Este artigo estabelece quando o Ministério Público pode pedir ao tribunal que um crime seja julgado através do processo sumaríssimo, um procedimento mais rápido e simplificado. Aplica-se apenas a crimes menores: punidos com prisão até 5 anos ou apenas multa. O Ministério Público pode fazer este pedido por iniciativa do arguido ou após o ouvir, mas apenas se considerar apropriado aplicar uma pena ou medida que não envolva prisão. Quando a acusação é privada (crime que só pode ser acusado pelo ofendido), o assistente (parte ofendida) também tem de concordar. O regime é igual para pessoas coletivas e entidades equiparadas.

Quando se aplica — exemplos práticos

Pequeno roubo em loja

Um homem rouba mercadoria no valor de 80 euros. O crime é punível com até 5 anos de prisão. O Ministério Público, após ouvi-lo, pode requerer processo sumaríssimo se entender que a pena apropriada é multa ou trabalho comunitário, não prisão. O processo fica mais rápido.

Difamação entre vizinhos

Um vizinho acusa outro publicamente de ser ladrão (difamação). Como é crime de acusação particular e punível com prisão até 3 anos, o Ministério Público só pode pedir sumaríssimo se a vítima concordar. Sem concordância da vítima, o processo segue caminho normal.
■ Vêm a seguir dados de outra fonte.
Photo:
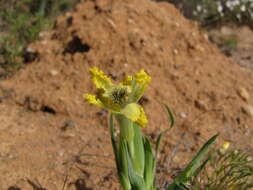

Empresa com infração laboral menor

Uma pequena empresa viola regra de segurança, punida apenas com multa. O tribunal pode processar a empresa por processo sumaríssimo, que é mais simples e rápido, sem necessidade de audiências prolongadas.

Texto oficial

Ver no PGDL ↗
1 - Em caso de crime punível com pena de prisão não superior a 5 anos ou só com pena de multa, o Ministério Público, por iniciativa do arguido ou depois de o ter ouvido e quando entender que ao caso deve ser concretamente aplicada pena ou medida de segurança não privativas da liberdade, requer ao tribunal que a aplicação tenha lugar em processo sumaríssimo. 2 - Se o procedimento depender de acusação particular, o requerimento previsto no número anterior depende da concordância do assistente. 3 - O disposto nos números anteriores é correspondentemente aplicável no processo contra pessoa coletiva ou entidade equiparada.